ハンドメイド作品の棚卸しと原価計算方法について

会計、経理、財務

ハンドメイド作品の原価計算や棚卸しは、個人事業主にとって大切な業務の一環です。今回は、作品原価の計算方法や棚卸しの進め方について詳しく解説します。質問者さんのケースを元に、原価に含めるべき項目や注意点を一緒に考えていきましょう。

作品原価の求め方

質問者さんが提示した例では、粘土、金具、その他の材料を使って作品を作った際の原価を計算しています。この方法は基本的に正しいですが、いくつか注意が必要です。まず、材料費(粘土や金具など)のみを原価として計上し、そのほかに必要な費用(電気代や袋代など)も含める必要があります。

具体的な例として、粘土の価格(675円/250g)を12g使用した場合、約32円の材料費がかかるという計算です。さらに、金具や袋代も加えることで、作品ごとの原価が算出されます。最終的な原価を出す際には、これらをすべて合計して求めます。

棚卸しリストの作成方法

棚卸しは、期末に残っている在庫の評価を行う作業です。質問者さんのケースでは、残った作品2個の原価を求め、棚卸しリストに載せるという方法は間違っていません。原価122円×2個 = 244円を棚卸しリストに記入することで、正確な在庫の把握ができます。

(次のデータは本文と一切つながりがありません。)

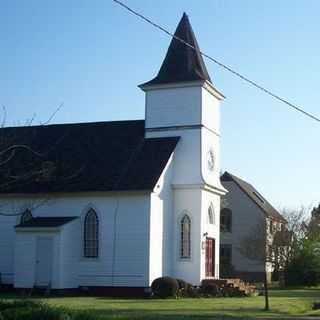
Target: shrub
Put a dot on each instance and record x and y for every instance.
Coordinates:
(185, 288)
(165, 287)
(303, 270)
(316, 305)
(210, 289)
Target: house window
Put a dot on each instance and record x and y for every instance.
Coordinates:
(211, 214)
(26, 216)
(226, 254)
(271, 226)
(226, 220)
(185, 240)
(91, 235)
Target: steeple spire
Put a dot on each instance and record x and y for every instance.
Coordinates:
(182, 63)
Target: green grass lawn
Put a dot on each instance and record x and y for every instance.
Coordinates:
(284, 303)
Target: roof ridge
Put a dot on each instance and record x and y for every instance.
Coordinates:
(73, 124)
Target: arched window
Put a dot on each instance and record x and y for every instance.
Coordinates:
(185, 241)
(26, 216)
(91, 235)
(211, 217)
(226, 220)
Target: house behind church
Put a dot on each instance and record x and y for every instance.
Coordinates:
(244, 209)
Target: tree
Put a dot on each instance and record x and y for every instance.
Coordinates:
(14, 150)
(274, 249)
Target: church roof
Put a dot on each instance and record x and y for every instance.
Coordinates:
(182, 63)
(254, 195)
(45, 222)
(99, 156)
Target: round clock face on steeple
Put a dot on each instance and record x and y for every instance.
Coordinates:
(210, 159)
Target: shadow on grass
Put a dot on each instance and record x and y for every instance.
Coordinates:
(296, 293)
(142, 314)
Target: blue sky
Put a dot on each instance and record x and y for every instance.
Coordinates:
(91, 55)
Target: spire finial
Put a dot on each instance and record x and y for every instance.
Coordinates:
(182, 63)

また、棚卸しリストに載せる際には、消耗品(絵の具やニスなど)も原価として計上することを忘れないようにしましょう。ただし、消耗品についてはその都度記帳していれば、作品原価に含める必要はないという場合もあります。

原価に含めるべき項目

原価に含めるべき項目は、材料費だけではなく、間接費も含まれます。電気代や包装代(袋代)は、商品の販売にかかるコストとして計上すべき項目です。特に、商品の発送費用や包装資材代金は、事業の運営に必要なコストであるため、忘れずに含めるようにしましょう。

また、販売活動の一環として、マーケティング費用や、もしあれば販促物(チラシやサンプルなど)の費用も原価に含める場合があります。これにより、実際のコストを正確に把握でき、利益計算にも役立ちます。

人件費の扱いについて

個人でハンドメイド作品を制作している場合、制作時間(人件費)を原価に含めるかどうかは議論の余地があります。税理士さんのアドバイスでは、「個人事業主の場合、制作時間は通常、経費として認められない」という立場が多いですが、販売価格に反映させることは可能です。

一方で、ミンネなどの公式サイトで提示されている内容では、人件費も含めて販売価格を決める場合があるため、ビジネスとしての価格設定を見直す際には、あらかじめ税理士と相談しておくと良いでしょう。

まとめ

ハンドメイド作品の原価計算と棚卸しについては、材料費を中心に、間接費や消耗品も含めて正確に計算することが大切です。棚卸しリストに載せる際には、残った在庫の原価を計算し、必要な項目(電気代、袋代、販促費など)も適切に原価に含めるようにしましょう。また、人件費の扱いについては、税理士と相談し、適切な価格設定を行うことが重要です。